A Post from OSCLG member Abby Erpelding, based on a paper she presented at the OSCLG Annual Conference in San Francisco.
At the age of 24, I was diagnosed with Crohn’s Disease, a chronic inflammatory condition of the gastrointestinal tract. From the moment I began disclosing my chronic illness to friends, family, co-workers, and strangers, everyone had a story to share with me—whether or not I wanted to hear it.
After experiencing life with a healthy body, I have learned to accept my ill identity and the reality of embodying that label. The stories others share greatly affect how I internalize my illness. I constantly struggle not to become someone else’s story. As a result, in hopes to shed light on these interactions, I provide some quick tips for them.
- Don’t provide unsolicited comments. For example, “My coworker has that disease and he is in the hospital right now.” From my experience, this just makes the individual with a chronic illness anxious. It is unlikely that they will confide in you again.
- Don’t publically post your concern about their illness on social media. It’s not a good idea to post on Facebook: “My thoughts and prayers are with you since you were just diagnosed with your horrible disease.” You may think you are being supportive; however, this is their story and their choice as to when and how to share it.
- Don’t treat your friends differently then you did before their diagnosis. Don’t end a conversation with, “I’m sorry to talk about my problems. They’re nothing compared to your issue.” They still want to hear about your dreams and hardships. Don’t apologize for sharing because you think their problems are worse.
- Do try to be inclusive when choosing activities or public outings with friends. Select activities that won’t make your friend stand out or feel uncomfortable.
- Do tell positive stories and/or share inspirational thoughts when you learn about their illness.
- Do practice active listening skills. It’s important that you provide feedback by reflecting what is said, rather than providing your own input.
Patient-centered communication is critical to the success of someone living with a chronic illness. However, the support physicians provide about communicating your illness with others is limited. This leaves identity negotiation up to the person with the illness, and these challenges can be particularly challenging in some situations.

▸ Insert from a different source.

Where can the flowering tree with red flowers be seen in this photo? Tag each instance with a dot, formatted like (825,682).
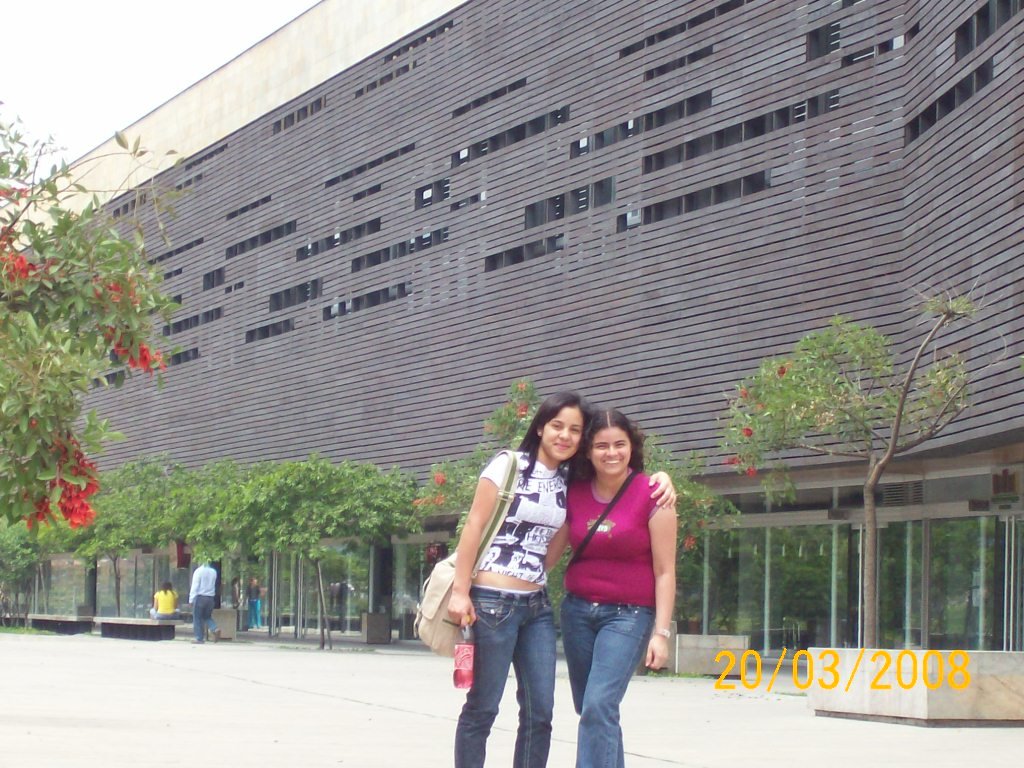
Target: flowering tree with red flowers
(77,298)
(842,393)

For a female patient living with a chronic invisible illness, the need for coping mechanisms often increases, as women often find it necessary to legitimize their disease to others. In addition, because patients with an invisible illness regularly appear healthy, they experience moments in which they must decide whether to reveal or conceal their illness. This decision can often create tension as they struggle to manage their new identity.
I have Crohn’s Disease, but it doesn’t totally define me. Being aware of these basic do’s and don’ts presented here can help me—and others living with chronic illnesses—manage our complicated identities.